In Philadelphia sind die Regeln zum Mitführen von Waffen etwas strenger als im Rest des Bundesstaates Pennsylvania - dafür ist eine Erlaubnis erforderlich. Der Sender Fox News berichtete, die Bundespolizei FBI habe die Ermittlungen übernommen.

Am Vortag waren bereits im Bundesstaat Arizona bewaffnete Personen bei einer Demonstration von Trump-Anhängern vor einem Gebäude für die Stimmauszählung dabei. In Arizona ist das offene Tragen von Waffen erlaubt.

Biden erhält offenbar mehr Schutz vom Secret Service

Der Secret Service entsendet einem Medienbericht zufolge zusätzliche Mitarbeiter zum Schutz des US-Präsidentschaftskandidaten Joe Biden in den Bundesstaat Delaware. Biden werde sich mindestens noch einen weiteren Tag in der Stadt Wilmington aufhalten und möglicherweise bereits am Freitag eine große Rede halten, berichtete die "Washington Post" in der Nacht zum Freitag (Ortszeit) unter Berufung auf zwei ungenannte Quellen.

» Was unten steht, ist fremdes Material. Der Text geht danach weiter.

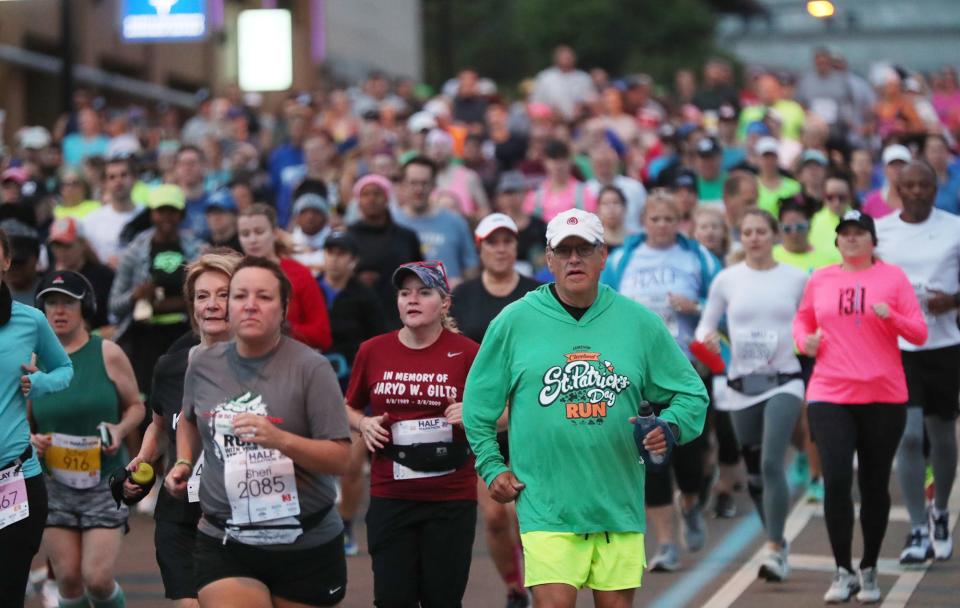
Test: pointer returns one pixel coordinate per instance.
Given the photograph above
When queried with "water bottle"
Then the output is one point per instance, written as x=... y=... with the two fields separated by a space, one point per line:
x=646 y=422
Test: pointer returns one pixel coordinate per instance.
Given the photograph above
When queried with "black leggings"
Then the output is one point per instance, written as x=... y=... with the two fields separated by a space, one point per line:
x=872 y=431
x=421 y=551
x=20 y=542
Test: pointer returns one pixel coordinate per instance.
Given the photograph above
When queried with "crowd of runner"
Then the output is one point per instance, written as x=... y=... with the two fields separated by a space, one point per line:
x=269 y=307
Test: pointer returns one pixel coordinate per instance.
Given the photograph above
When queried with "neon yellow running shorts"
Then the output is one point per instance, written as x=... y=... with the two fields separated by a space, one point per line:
x=601 y=561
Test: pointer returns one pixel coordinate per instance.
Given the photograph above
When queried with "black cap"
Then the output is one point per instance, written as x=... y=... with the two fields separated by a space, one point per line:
x=342 y=239
x=685 y=178
x=66 y=282
x=556 y=149
x=708 y=146
x=858 y=218
x=431 y=273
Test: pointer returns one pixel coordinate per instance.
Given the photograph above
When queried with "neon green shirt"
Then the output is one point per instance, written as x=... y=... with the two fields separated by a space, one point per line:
x=790 y=111
x=769 y=200
x=78 y=211
x=823 y=231
x=808 y=261
x=572 y=386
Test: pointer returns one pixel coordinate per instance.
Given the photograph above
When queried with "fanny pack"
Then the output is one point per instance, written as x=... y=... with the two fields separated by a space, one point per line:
x=428 y=457
x=307 y=523
x=757 y=384
x=19 y=460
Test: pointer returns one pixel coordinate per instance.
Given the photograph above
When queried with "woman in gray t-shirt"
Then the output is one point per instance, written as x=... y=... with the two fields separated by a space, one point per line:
x=269 y=413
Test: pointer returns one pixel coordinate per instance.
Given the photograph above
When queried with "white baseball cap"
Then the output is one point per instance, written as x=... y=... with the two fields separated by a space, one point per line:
x=896 y=152
x=421 y=121
x=574 y=222
x=767 y=145
x=492 y=223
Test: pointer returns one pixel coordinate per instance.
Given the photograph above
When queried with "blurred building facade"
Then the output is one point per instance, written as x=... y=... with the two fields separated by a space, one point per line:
x=330 y=38
x=920 y=34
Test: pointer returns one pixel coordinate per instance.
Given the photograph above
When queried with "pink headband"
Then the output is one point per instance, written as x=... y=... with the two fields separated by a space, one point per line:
x=377 y=180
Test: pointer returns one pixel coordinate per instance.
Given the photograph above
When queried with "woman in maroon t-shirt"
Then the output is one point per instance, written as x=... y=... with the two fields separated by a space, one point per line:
x=423 y=498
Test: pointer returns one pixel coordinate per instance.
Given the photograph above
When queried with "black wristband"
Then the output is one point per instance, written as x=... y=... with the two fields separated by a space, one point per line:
x=675 y=429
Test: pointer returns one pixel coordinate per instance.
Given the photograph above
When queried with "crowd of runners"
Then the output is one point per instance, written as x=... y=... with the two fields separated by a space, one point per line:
x=595 y=309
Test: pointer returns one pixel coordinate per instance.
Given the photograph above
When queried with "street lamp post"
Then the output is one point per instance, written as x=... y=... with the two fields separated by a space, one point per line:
x=66 y=56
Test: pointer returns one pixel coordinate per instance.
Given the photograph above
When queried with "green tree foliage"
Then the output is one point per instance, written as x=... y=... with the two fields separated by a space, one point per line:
x=509 y=40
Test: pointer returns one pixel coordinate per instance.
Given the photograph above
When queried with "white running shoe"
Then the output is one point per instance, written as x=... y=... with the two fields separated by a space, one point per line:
x=50 y=594
x=774 y=567
x=917 y=550
x=844 y=586
x=666 y=560
x=940 y=531
x=869 y=589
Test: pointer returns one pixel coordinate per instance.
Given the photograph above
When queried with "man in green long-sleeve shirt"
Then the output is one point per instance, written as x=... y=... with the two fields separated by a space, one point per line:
x=574 y=359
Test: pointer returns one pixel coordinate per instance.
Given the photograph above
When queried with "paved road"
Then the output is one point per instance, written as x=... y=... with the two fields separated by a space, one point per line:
x=721 y=575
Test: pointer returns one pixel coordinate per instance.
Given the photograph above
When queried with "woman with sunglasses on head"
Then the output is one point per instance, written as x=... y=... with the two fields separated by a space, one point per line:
x=24 y=332
x=205 y=292
x=423 y=498
x=268 y=412
x=796 y=250
x=79 y=433
x=260 y=237
x=763 y=389
x=838 y=198
x=849 y=319
x=670 y=274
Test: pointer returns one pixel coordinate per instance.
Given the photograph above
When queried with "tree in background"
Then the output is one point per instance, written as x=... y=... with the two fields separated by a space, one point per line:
x=509 y=40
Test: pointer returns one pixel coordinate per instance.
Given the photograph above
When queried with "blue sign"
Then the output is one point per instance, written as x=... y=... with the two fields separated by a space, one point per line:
x=163 y=20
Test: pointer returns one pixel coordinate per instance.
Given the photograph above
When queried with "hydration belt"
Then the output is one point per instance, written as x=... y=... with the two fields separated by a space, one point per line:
x=19 y=460
x=757 y=384
x=428 y=457
x=307 y=523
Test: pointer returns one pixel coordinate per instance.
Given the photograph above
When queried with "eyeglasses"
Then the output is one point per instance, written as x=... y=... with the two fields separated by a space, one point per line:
x=565 y=251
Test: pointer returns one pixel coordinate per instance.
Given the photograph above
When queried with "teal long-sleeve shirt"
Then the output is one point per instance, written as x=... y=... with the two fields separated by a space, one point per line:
x=572 y=387
x=25 y=333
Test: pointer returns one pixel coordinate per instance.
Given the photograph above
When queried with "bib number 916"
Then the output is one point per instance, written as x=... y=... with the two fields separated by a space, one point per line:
x=253 y=488
x=75 y=460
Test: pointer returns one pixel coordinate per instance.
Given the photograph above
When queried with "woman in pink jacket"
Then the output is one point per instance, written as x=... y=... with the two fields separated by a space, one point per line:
x=849 y=319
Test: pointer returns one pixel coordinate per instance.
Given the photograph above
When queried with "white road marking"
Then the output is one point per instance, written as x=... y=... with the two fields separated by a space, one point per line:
x=907 y=579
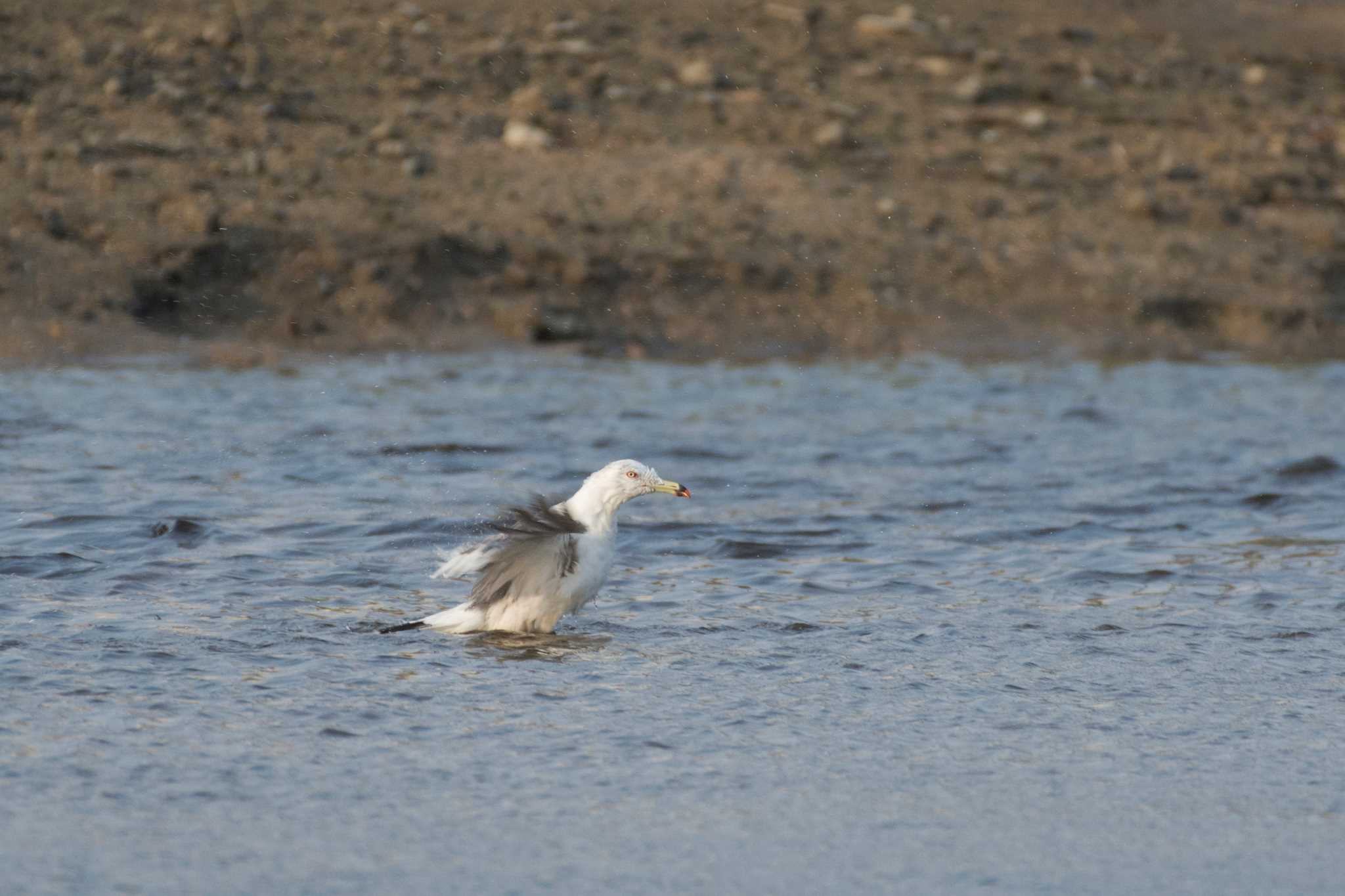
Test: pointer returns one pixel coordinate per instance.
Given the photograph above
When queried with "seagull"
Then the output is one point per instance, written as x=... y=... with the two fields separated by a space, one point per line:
x=544 y=561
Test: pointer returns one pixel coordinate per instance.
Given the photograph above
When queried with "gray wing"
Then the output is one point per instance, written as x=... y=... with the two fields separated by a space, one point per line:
x=537 y=547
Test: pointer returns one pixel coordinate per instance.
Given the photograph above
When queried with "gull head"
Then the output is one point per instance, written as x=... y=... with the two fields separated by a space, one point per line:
x=631 y=479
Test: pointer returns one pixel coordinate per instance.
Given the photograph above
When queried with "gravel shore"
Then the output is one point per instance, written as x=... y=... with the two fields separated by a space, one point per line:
x=682 y=181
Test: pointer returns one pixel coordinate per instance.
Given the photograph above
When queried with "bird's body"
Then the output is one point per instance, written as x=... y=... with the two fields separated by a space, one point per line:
x=544 y=562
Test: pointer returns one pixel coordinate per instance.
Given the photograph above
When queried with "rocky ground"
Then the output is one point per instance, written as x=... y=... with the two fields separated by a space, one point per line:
x=674 y=179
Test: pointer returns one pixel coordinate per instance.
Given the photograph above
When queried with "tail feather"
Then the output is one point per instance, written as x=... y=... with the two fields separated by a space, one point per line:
x=462 y=618
x=405 y=626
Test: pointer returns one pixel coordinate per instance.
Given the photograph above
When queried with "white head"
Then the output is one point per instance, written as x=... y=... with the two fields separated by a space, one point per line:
x=626 y=480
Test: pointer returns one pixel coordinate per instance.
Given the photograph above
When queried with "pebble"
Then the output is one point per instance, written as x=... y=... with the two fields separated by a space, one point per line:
x=830 y=135
x=969 y=88
x=935 y=66
x=697 y=73
x=903 y=20
x=1033 y=120
x=519 y=135
x=385 y=129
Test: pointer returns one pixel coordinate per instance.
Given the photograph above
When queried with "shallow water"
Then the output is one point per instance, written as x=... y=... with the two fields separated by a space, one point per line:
x=923 y=628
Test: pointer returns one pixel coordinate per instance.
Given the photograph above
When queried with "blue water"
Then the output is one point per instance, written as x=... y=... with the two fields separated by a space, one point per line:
x=925 y=628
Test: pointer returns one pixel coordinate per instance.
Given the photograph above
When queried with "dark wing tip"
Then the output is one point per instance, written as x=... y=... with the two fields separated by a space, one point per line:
x=539 y=519
x=405 y=626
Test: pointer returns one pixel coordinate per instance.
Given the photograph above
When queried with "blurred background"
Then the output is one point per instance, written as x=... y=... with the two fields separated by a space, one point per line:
x=686 y=179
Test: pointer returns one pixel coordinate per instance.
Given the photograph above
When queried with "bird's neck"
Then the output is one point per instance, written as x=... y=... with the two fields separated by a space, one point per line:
x=595 y=508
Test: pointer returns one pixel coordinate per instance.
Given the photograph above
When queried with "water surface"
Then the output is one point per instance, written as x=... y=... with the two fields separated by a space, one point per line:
x=925 y=628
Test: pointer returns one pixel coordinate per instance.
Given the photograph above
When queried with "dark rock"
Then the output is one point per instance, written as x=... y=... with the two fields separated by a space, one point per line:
x=1308 y=468
x=1179 y=310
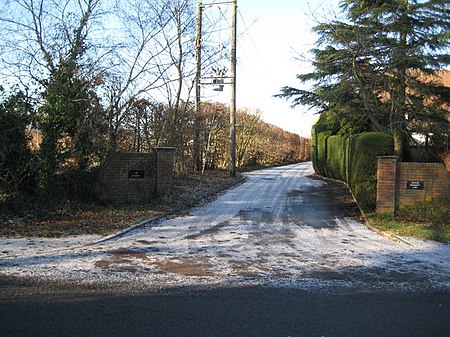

Dies habe Bidens Wahlkampfteam der Behörde mitgeteilt.

Dem Bericht zufolge sind bereits Dutzende Mitarbeiter des Secret Service im Kongresszentrum Chase Center im Einsatz, wo sich Biden mit seinem Team einquartiert hat. Die zusätzlichen Agenten sollten voraussichtlich ab Freitag die Sicherheitsvorkehrungen dort verstärken. Die Anzahl der in Wilmington abgestellten Mitarbeiter entspricht demnach aber nicht dem Schutz, der einem designierten Präsidenten zusteht. Eine Sprecherin des Secret Service erklärte, man werde sich nicht öffentlich zu den Sicherheitsvorkehrungen äußern.

Experten geben Biden gute Chancen auf einen Wahlsieg. Bei der noch andauernden Auszählung in den wichtigen Bundesstaaten Pennsylvania und Georgia hatte er Amtsinhaber Donald Trump zuletzt immer weiter eingeholt. Der ehemalige Vizepräsident hat dort die Chance, Trump noch zu überholen. Trump hat bereits eine Klagewelle gegen die drohende Wahlniederlage angekündigt. Bei einem Auftritt im Weißen Haus am Donnerstagabend stellte er sich als ein Opfer von Wahlbetrug bei der Präsidentenwahl dar, ohne dafür Beweise vorzulegen.